Uma amiga que está morando na Itália me enviou essa semana um email falando sobre "casamentos pedófilos do Hamas". O texto, mal escrito por sinal, continha explícitas referências preconceituosas em relação aos muçulmanos. Como dizia que a fonte da notícia era de um blog jornalístico, pensei: "Pôxa vida, esses jornalistas precisam de uma dose de antropologia para que se manifestem de um modo mais adequado". O artigo ainda vinha ilustrado com fotos e vídeos, mostrando noivas mirins com seus maridos na faixa dos 25 a 30 anos, crianças sofrendo abusos e relatos sobre o incentivo de tais práticas.

Fala sobre a mutilação genital e apresenta dados estatísticos sobre abusos contra crianças no Egito e na Jordânia, além de um suposto discurso do Aiatolá Khomeini. O tal discurso poderia ser comparado à tentativa de recriação de um trecho do kama sutra para pedófilos. Pesquisei na internet e encontrei o mesmo texto publicado na íntegra no blog "Salvação", cuja logomarca é uma cruz, que por alguma razão me fez lembrar da Ku Klux Klan. Procurei a fonte jornalística anunciada no blog, mas não encontrei. Até porque ando meio sem tempo. No site principal não havia um link disponível e pesquisar poderia demorar, se alguém quiser fazer isso, depois me manda o link, ok?

O que importa dizer aqui é aquilo que me fez parar de estudar para atualizar meu blog querido. As falas generalizantes que colocam TODOS os muçulmanos, TODOS os Árabes em um saco com o rótulo de "fanáticos religiosos", "terroristas" e agora "pedófilos" são pérfidas e apenas contribuem para que o senso comum fique recheado de preconceitos e sentimentos ruins, tendo a certeza de se tratar de verdade absoluta pois, ora bolas, está publicado e a fonte é jornalística! Para justificar tais idéias utilizam trechos de biografias deslocadas no tempo e no espaço. Justificaram a pedofilia, por exemplo, dizendo que Maomé se casou com uma menina de 6 anos. Esqueceram de dizer que isso aconteceu há mais de um milênio em um contexto cultural, social, político, geográfico e religioso completamente diferente do atual.

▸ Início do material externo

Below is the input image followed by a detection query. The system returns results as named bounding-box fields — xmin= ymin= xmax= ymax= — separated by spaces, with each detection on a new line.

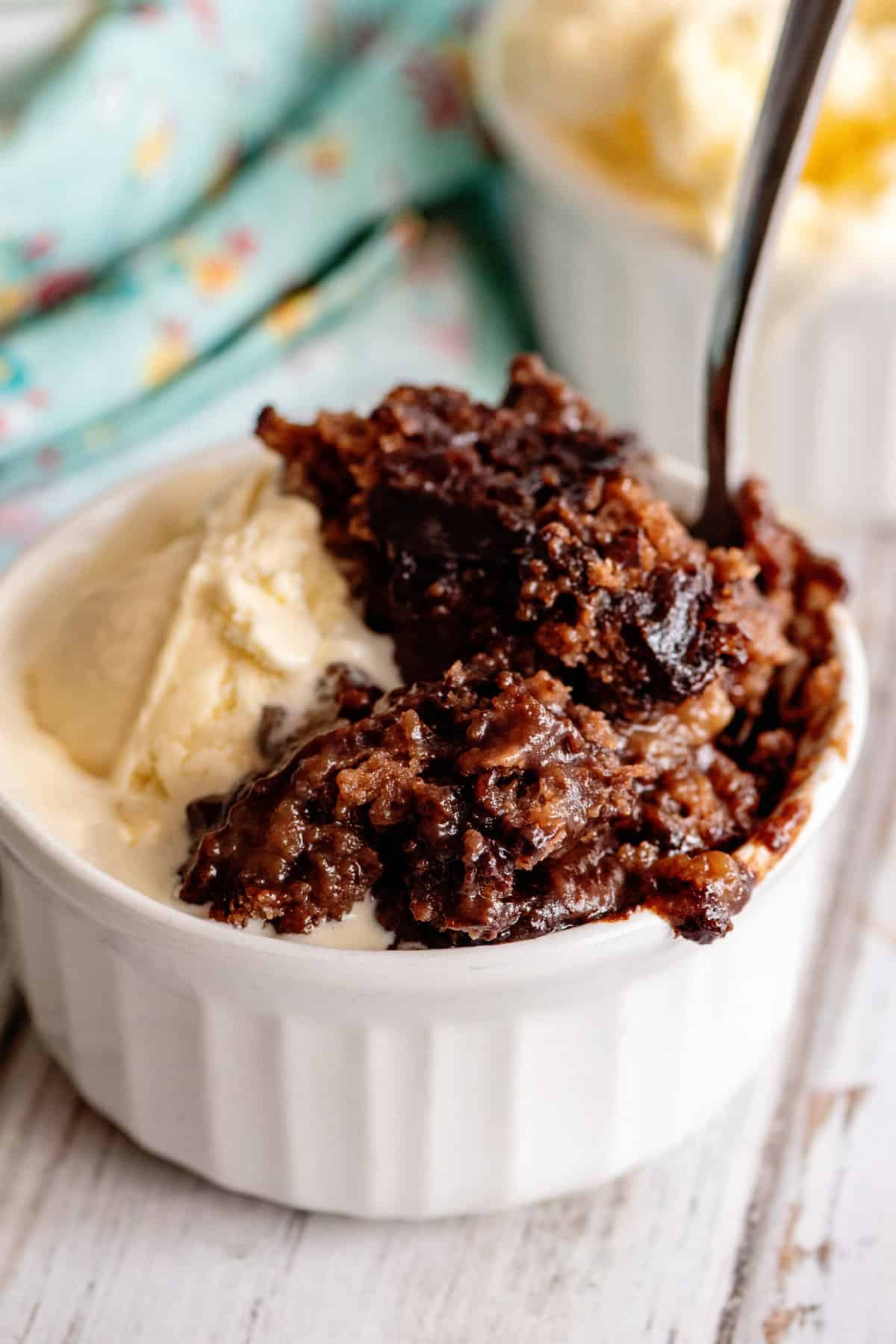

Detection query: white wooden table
xmin=0 ymin=526 xmax=896 ymax=1344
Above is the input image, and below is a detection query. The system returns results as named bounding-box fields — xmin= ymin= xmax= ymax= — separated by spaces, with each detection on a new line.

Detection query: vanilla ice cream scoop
xmin=31 ymin=532 xmax=199 ymax=776
xmin=30 ymin=464 xmax=398 ymax=857
xmin=503 ymin=0 xmax=896 ymax=249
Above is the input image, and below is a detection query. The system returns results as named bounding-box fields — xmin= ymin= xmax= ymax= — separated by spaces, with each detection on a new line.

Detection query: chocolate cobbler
xmin=181 ymin=356 xmax=844 ymax=946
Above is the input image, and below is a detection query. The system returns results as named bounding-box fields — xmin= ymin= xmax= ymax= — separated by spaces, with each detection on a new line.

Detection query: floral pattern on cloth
xmin=0 ymin=0 xmax=489 ymax=499
xmin=0 ymin=217 xmax=524 ymax=567
xmin=0 ymin=0 xmax=398 ymax=326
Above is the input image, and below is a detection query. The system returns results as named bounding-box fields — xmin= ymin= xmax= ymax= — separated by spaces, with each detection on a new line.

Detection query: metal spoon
xmin=692 ymin=0 xmax=854 ymax=546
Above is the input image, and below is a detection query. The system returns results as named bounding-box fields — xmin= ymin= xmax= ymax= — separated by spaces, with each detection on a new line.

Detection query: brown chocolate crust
xmin=181 ymin=356 xmax=844 ymax=946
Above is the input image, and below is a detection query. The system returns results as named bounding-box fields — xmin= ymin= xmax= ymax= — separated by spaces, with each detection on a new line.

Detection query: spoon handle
xmin=693 ymin=0 xmax=854 ymax=546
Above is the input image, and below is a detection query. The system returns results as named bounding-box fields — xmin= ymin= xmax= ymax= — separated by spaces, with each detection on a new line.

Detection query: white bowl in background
xmin=476 ymin=0 xmax=896 ymax=528
xmin=0 ymin=447 xmax=868 ymax=1218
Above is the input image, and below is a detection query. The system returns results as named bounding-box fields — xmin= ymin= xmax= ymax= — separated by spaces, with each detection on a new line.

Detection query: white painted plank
xmin=0 ymin=529 xmax=896 ymax=1344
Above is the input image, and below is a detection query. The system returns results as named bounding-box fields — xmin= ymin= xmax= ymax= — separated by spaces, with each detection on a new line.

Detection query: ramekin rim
xmin=0 ymin=435 xmax=868 ymax=981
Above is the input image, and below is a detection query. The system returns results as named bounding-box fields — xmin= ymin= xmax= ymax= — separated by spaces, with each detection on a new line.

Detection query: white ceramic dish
xmin=0 ymin=447 xmax=866 ymax=1218
xmin=477 ymin=0 xmax=896 ymax=528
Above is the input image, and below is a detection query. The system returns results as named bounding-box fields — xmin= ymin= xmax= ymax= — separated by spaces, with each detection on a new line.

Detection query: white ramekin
xmin=477 ymin=0 xmax=896 ymax=528
xmin=0 ymin=449 xmax=866 ymax=1218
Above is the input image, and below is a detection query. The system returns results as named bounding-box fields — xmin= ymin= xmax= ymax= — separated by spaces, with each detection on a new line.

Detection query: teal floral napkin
xmin=0 ymin=0 xmax=505 ymax=499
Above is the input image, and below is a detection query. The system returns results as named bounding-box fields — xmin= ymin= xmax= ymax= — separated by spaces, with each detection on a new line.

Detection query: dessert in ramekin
xmin=478 ymin=0 xmax=896 ymax=527
xmin=0 ymin=359 xmax=866 ymax=1216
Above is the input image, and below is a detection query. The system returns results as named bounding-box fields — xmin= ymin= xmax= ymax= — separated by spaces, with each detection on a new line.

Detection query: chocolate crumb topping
xmin=181 ymin=356 xmax=844 ymax=946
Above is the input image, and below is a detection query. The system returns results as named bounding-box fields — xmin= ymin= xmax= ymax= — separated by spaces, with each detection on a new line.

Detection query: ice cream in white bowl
xmin=477 ymin=0 xmax=896 ymax=528
xmin=0 ymin=419 xmax=866 ymax=1218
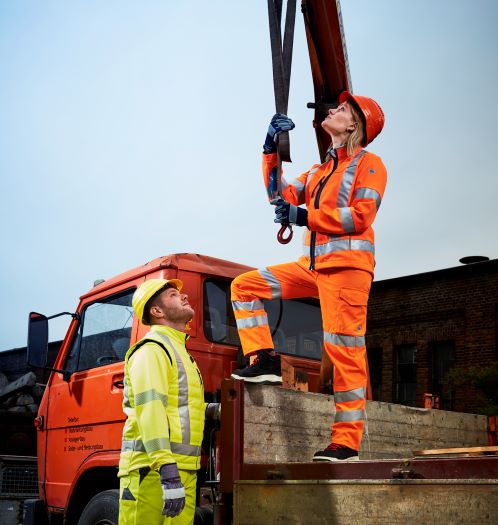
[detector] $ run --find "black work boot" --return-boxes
[313,443,360,461]
[232,350,282,385]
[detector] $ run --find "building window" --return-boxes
[394,345,417,406]
[367,348,382,401]
[429,341,455,410]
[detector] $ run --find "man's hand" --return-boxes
[270,199,308,226]
[263,113,295,153]
[206,403,221,421]
[159,463,185,518]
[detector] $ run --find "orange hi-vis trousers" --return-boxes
[232,262,372,450]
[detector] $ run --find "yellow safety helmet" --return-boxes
[131,279,183,325]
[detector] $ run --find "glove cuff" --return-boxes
[159,463,180,483]
[263,133,277,154]
[289,206,308,226]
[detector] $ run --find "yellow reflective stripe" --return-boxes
[134,388,168,406]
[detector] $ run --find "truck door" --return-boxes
[45,283,139,508]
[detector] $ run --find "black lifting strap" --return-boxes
[268,0,296,164]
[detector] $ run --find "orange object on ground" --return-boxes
[232,261,372,450]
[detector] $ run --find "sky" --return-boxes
[0,0,498,350]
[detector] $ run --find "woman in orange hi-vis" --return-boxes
[232,91,387,461]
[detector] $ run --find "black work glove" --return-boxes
[263,113,295,153]
[159,463,185,518]
[271,199,308,226]
[206,403,221,421]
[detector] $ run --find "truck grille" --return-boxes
[0,456,38,499]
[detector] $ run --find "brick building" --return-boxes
[366,259,498,412]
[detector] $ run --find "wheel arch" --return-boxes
[65,452,119,525]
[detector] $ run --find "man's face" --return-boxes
[150,288,194,324]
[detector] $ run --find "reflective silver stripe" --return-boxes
[323,332,365,348]
[236,315,268,329]
[336,150,366,208]
[156,332,190,444]
[135,388,168,406]
[232,299,265,310]
[171,442,201,456]
[163,485,185,500]
[258,268,282,299]
[306,166,320,186]
[334,410,365,423]
[289,204,297,224]
[121,439,145,452]
[334,386,366,403]
[143,438,170,454]
[291,179,304,200]
[339,208,356,233]
[353,188,382,209]
[303,239,375,257]
[123,377,131,408]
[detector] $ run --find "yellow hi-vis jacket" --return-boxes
[118,325,205,477]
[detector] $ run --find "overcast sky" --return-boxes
[0,0,498,349]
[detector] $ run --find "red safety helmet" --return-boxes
[339,91,384,146]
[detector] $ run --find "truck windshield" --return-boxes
[204,279,323,360]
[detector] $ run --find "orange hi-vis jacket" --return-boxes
[263,147,387,275]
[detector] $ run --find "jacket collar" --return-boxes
[325,146,362,162]
[150,324,190,345]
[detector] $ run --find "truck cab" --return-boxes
[28,254,323,524]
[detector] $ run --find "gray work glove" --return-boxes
[159,463,185,518]
[206,403,221,421]
[263,113,295,153]
[270,198,308,226]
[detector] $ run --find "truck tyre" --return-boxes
[78,489,119,525]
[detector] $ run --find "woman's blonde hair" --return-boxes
[346,102,366,157]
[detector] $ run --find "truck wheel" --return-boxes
[78,489,119,525]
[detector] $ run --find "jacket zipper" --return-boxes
[310,152,339,270]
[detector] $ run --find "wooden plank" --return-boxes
[244,385,488,463]
[413,446,498,456]
[233,480,498,525]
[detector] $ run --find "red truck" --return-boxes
[25,254,323,525]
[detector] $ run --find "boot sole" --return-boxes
[313,456,360,463]
[230,374,282,385]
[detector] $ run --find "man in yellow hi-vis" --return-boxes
[118,279,219,525]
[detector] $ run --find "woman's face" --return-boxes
[322,102,355,135]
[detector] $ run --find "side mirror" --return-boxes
[27,312,48,368]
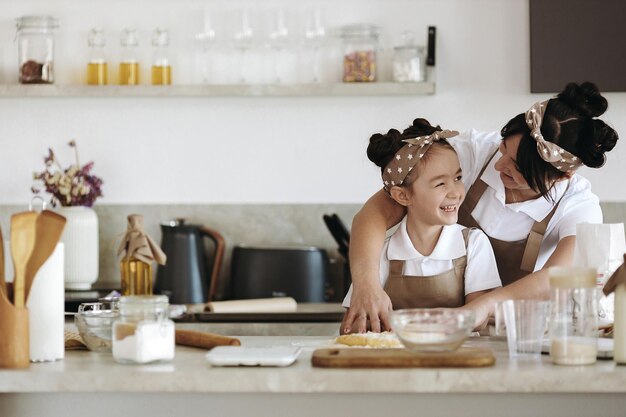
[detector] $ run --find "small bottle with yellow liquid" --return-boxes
[87,28,109,85]
[152,28,172,85]
[119,28,139,85]
[117,214,166,295]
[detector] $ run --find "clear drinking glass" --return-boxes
[304,7,326,83]
[549,267,598,365]
[233,9,254,84]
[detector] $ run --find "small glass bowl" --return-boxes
[74,302,120,352]
[391,308,475,352]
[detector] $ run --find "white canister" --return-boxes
[56,206,99,290]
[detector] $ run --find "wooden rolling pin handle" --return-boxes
[176,329,241,349]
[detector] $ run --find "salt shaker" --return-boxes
[549,267,598,365]
[113,295,175,364]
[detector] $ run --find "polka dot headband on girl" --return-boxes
[383,130,459,193]
[526,100,583,172]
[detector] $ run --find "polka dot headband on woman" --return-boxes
[383,130,459,193]
[526,100,583,172]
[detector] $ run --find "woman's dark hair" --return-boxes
[500,82,618,200]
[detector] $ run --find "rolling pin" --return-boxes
[176,329,241,349]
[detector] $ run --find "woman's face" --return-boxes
[495,133,530,190]
[407,146,465,225]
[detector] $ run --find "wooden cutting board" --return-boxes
[311,347,496,368]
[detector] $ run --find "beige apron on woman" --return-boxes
[385,229,469,310]
[459,154,560,285]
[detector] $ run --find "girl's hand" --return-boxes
[339,285,392,334]
[462,295,492,331]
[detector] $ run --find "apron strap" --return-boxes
[520,193,565,272]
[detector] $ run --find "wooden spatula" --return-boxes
[0,228,8,297]
[11,211,39,308]
[24,210,66,301]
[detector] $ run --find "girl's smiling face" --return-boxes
[404,145,465,226]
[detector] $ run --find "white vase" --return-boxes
[57,206,99,290]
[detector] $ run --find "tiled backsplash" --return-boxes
[0,202,626,298]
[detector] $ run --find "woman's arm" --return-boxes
[465,236,576,328]
[340,190,405,334]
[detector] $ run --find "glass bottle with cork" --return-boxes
[117,214,166,295]
[87,28,109,85]
[152,28,172,85]
[119,28,139,85]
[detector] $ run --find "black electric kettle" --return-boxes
[154,219,225,304]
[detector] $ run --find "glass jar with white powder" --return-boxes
[549,267,598,365]
[113,295,175,364]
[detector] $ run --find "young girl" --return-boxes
[343,119,501,328]
[342,83,618,332]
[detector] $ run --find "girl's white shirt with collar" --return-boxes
[448,130,602,271]
[343,216,502,307]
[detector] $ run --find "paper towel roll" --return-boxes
[26,243,65,362]
[206,297,298,313]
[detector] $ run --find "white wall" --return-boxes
[0,0,626,204]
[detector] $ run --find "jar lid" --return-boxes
[548,266,597,288]
[120,295,169,307]
[152,28,170,46]
[16,15,59,30]
[341,23,380,38]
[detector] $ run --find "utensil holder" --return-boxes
[0,293,30,368]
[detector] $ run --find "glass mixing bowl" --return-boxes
[391,308,475,352]
[74,303,120,352]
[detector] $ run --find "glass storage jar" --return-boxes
[341,24,380,82]
[119,28,139,85]
[392,31,426,82]
[549,267,598,365]
[16,16,59,84]
[113,295,175,364]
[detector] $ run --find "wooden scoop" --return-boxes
[11,211,39,308]
[0,224,8,296]
[24,210,66,300]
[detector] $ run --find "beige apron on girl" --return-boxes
[385,229,469,310]
[459,154,560,286]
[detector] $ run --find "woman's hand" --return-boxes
[339,283,392,334]
[462,292,495,331]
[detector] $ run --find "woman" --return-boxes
[341,83,618,333]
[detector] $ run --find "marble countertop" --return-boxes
[0,336,626,394]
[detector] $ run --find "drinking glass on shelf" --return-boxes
[304,7,326,83]
[233,9,254,84]
[267,8,291,84]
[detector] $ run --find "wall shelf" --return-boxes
[0,82,435,98]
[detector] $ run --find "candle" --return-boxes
[26,243,65,362]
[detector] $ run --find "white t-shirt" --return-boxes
[448,130,602,271]
[343,216,502,307]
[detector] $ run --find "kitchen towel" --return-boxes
[205,297,298,313]
[26,242,65,362]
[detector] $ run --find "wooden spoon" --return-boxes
[24,210,66,300]
[11,211,39,308]
[0,229,7,296]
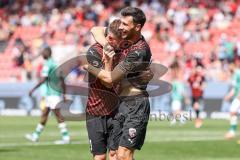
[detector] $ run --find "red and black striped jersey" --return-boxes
[86,43,119,116]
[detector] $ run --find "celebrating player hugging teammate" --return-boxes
[80,7,151,160]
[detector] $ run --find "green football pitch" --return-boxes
[0,116,240,160]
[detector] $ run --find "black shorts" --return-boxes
[112,95,150,150]
[86,114,116,155]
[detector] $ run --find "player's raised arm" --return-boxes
[84,50,147,84]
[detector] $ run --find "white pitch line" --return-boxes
[0,141,88,147]
[0,137,224,147]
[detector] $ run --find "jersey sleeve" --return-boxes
[87,46,103,68]
[117,49,150,73]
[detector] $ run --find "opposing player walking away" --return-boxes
[25,47,70,144]
[86,20,121,160]
[224,63,240,139]
[188,65,205,128]
[83,7,151,160]
[170,59,186,125]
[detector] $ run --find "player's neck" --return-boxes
[130,33,142,44]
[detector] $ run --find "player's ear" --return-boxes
[135,24,142,32]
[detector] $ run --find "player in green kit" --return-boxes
[25,47,70,144]
[225,63,240,139]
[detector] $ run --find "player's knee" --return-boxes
[117,152,130,160]
[94,155,107,160]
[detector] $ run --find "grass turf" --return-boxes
[0,116,240,160]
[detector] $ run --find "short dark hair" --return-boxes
[43,46,52,56]
[121,7,146,27]
[108,19,122,38]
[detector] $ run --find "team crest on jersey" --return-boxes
[129,128,137,138]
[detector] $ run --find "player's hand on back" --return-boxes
[139,68,154,82]
[102,43,115,62]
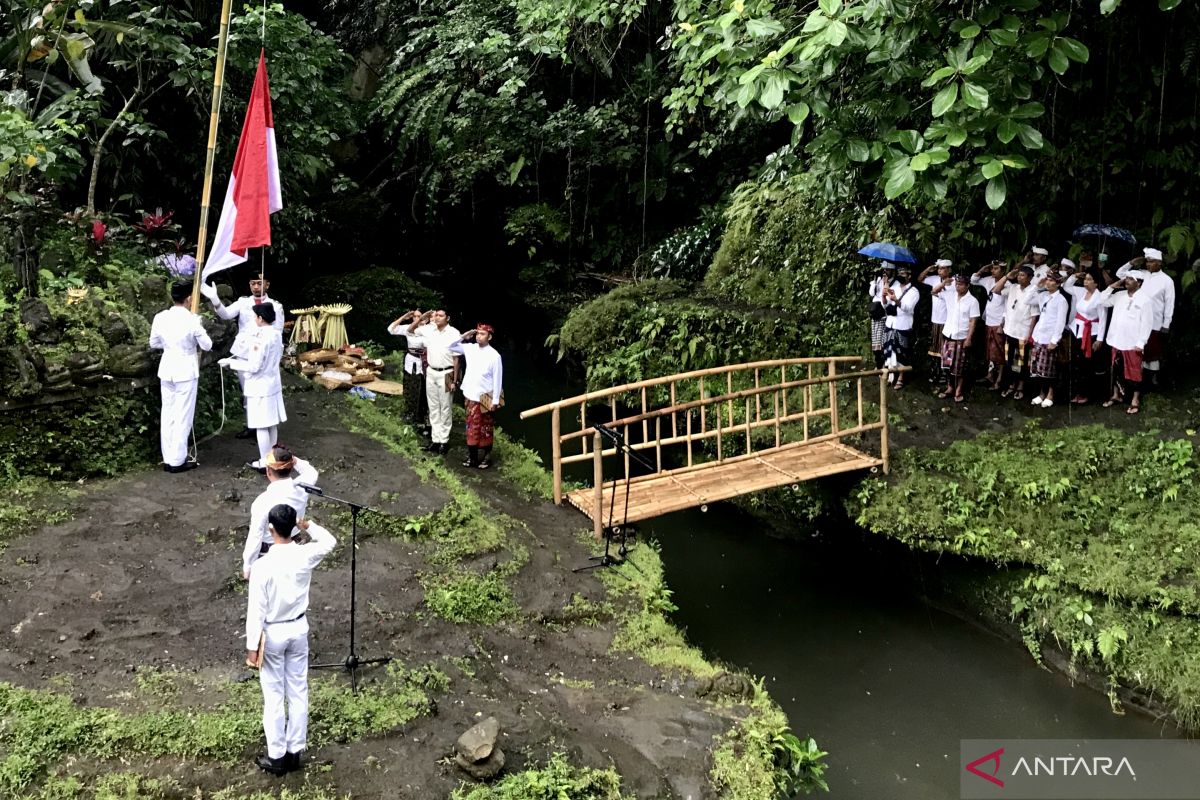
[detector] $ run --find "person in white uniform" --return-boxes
[241,446,320,578]
[150,282,212,473]
[408,308,462,456]
[200,272,283,439]
[246,504,337,775]
[220,302,288,471]
[450,323,504,469]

Pensei com meus botões que esse artigo fez algo horrendo e consegui alcançar uma analogia que me satisfez. O que o artigo sobre o Hamas faz, se compara a dizer que a pedofilia na Igreja Católica foi incentivada pela famosa frase de Jesus "deixai que venham a mim as criancinhas". Pode ser que eu seja atacada por algum fanático religioso após essa postagem, mas quem tiver o mínimo de inteligência saberá o que quero dizer com essa analogia. Mesmo assim, dou uma ajudinha para os menos favorecidos: podemos justificar qualquer coisa com qualquer argumento. É a famosa armadilha do silogismo: Maomé se casou com uma menina de 6 anos; casar-se com uma menina de 6 anos é pedofilia; logo: Maomé era pedófilo! E mais: Maomé é o pai da religiao islâmica, Maomé era pedófilo, logo: os muçulmanos são pedófilos.

Posso até ir mais longe. O que justifica os abusos contra crianças no Brasil? Alguma seita religiosa? NÃO! Por que existem casamentos de crianças na Índia? Porque eles são muçulmanos? NÃO! Por que um senhor de 112 anos se casou com uma adolescente de 17 na Somália? Será que a moça é gerontófila? NÃO! Por que alguns (muitos) pais fazem sexo com suas filhas? Porque gostariam de ser os Faraós do Egito? NÃO! Melhor parar por aqui...

Por fim, gostaria de anunciar que minha próxima postagem irá discutir os resultados da enquete que se encerrou há tempos sobre "o que é dança do ventre". Um assuntinho mais light! Até lá, queimemos nossos neurônios! Salam!